Like many Catholics all over the world, I was thrilled with the canonization of Pope John Paul II and Pope John XXIII. The first was the pope of my coming of age and adulthood! He was the skiing pope, the traveling pope, and the forgiving pope. When someone mentions "The Pope" it's his face that still briefly enters my mind.

I'm still too young to really remember John XXIII, (event at my own quickly advancing years!) However,  if John Paul appealed to me because of the relative youth and vigor of his early years, Pope John appeals to me because of the work he accomplished in old age. At the twilight of his life he did something really big and awesome - he called for the Second Vatican Council. I guess his example just gives me inspiration as person in middle age to keep on fighting the good fight because it ain't over until it's over!

But as happy as I was for the canonization of these two, it keenly felt the absence of Pope Paul the VI - the "Paul" part of "John Paul." For me, it was the mystic nature of Pope Paul's papacy that brought me all the way home - back into the Catholic Church.

As a young Catholic, I remember learning that Christ said that the gates of hell would not prevail against the church, and that whatever the church "bound on earth" would be "bound in heaven." Those seem like impossible statements! Yet that seems to have been proven true through Paul VI's encyclical Humane Vitae.

Humane Vitae came out in 1968. The fact that it came out at all was a miracle. Wanting to understand all of the issues surrounding family life and marriage, Pope John assembled a commission on birth control to study the issue, and the commission's recommendation to lift the ban on artificial contraception was given to Paul VI.
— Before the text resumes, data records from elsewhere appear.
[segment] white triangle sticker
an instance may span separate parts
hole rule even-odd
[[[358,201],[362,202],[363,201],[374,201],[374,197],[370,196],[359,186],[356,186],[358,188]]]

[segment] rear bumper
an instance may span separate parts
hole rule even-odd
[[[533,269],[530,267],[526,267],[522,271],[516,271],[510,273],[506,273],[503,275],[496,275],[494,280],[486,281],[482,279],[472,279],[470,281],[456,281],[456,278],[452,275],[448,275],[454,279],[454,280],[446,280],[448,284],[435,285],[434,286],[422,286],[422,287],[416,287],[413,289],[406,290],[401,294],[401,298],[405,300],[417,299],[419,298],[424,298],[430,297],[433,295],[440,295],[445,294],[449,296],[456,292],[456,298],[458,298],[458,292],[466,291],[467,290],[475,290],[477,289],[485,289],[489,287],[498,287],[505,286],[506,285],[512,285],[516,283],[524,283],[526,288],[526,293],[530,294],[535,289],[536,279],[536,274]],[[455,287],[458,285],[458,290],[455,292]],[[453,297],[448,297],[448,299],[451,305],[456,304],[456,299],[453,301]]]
Despite the recommendations of this commission, Paul VI did not lift the ban, but wrote Humane Vitae instead. I was 9 years old. That document overshadowed the rest of my religious formation. Teachers at my "Catholic" high school ignored it or even taught against it under the banner of "social justice." In hindsight I can even see that we students were not being inspired towards chastity but lured towards the ever changing morals and lifestyles of the progressive 1970s.

It wasn't until I became a mom myself that I could see God's protection on the church, and His will working through Pope Paul's writing. One of the arguments from the commission was that the birth control pill prevented ovulation and could thus be licitly used by married Catholic couples. Humane Vitae clarifies that any type of contraceptive that separates the pleasurable and procreative aspects of the marital act are sinful. But what if the Pope had swayed to the opinions of the commission? If he had, 30 years later science would show us that ovulation isn't always prevented, babies are sometimes conceived and that the oral contraceptive many times causes these children to be lost to very early miscarriage.
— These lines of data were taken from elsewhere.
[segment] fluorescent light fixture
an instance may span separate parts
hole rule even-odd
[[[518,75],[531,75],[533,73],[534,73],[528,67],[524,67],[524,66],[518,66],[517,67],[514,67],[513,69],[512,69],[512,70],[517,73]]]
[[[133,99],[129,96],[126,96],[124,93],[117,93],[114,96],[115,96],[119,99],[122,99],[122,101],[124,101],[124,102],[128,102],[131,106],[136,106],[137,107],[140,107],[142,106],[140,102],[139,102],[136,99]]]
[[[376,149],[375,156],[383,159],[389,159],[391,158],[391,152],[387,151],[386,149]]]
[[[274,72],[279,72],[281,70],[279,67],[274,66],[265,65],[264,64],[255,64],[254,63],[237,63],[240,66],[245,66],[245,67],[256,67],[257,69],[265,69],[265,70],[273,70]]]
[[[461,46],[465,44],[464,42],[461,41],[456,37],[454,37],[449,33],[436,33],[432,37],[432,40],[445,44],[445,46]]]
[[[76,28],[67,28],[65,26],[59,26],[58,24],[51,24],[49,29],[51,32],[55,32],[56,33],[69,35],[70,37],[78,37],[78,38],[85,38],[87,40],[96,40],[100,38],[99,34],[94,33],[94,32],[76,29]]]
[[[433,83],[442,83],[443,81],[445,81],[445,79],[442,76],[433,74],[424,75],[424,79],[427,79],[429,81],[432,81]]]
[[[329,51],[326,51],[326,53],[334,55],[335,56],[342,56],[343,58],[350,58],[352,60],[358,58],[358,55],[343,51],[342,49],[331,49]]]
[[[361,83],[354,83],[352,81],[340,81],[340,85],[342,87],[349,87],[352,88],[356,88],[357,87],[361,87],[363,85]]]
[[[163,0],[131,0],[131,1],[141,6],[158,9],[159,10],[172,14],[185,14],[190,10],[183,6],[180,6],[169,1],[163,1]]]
The gravity of this is huge. God protected his church through Paul VI, who bravely wrote his Encyclical that saved the church from entering a grave error, scandal and embarrassment. We have also seen with time that Paul VI was a prophet. Many of the things he wrote about in Humane Vitae as being dangerous and sinful have since come to pass.

Despite his courage in this matter, Pope Paul spent the rest of his papacy saddened by the reception and disobedience of the encyclical by laity and some of the clergy in the west. Paul surely suffered as a servant of God.
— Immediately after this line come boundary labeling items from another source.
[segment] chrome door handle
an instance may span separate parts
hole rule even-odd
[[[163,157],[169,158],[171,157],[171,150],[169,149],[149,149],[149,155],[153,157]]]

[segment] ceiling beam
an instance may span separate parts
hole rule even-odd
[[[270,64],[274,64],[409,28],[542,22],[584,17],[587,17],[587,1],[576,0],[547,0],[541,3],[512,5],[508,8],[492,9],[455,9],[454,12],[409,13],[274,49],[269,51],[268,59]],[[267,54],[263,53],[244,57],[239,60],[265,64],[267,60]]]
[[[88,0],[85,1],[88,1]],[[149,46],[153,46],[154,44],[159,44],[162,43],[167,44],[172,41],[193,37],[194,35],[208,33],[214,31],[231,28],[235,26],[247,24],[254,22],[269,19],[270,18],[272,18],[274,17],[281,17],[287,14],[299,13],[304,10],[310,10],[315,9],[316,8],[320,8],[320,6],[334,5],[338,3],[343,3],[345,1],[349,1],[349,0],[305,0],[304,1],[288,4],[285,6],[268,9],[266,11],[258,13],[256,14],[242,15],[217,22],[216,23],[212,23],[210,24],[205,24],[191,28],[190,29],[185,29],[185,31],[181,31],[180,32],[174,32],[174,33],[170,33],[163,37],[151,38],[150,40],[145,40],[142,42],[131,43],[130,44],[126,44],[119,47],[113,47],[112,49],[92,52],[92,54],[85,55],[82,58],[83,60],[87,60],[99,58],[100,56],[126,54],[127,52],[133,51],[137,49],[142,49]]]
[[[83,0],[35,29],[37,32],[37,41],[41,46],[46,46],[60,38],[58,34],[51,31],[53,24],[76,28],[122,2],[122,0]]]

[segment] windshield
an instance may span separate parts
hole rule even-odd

Pope Paul's courage and stand against artificial contraception is a big part of what brought me back to the Catholic Church and reiterated for me that the church is instituted by Christ and protected from error by Him. But further "proof" came this week when Pope Francis, the darling of the progressive media, beatified Paul VI, moving him closer to sainthood.

Copyright 2014 Elena LaVictoire

God truly does have a sense of humor.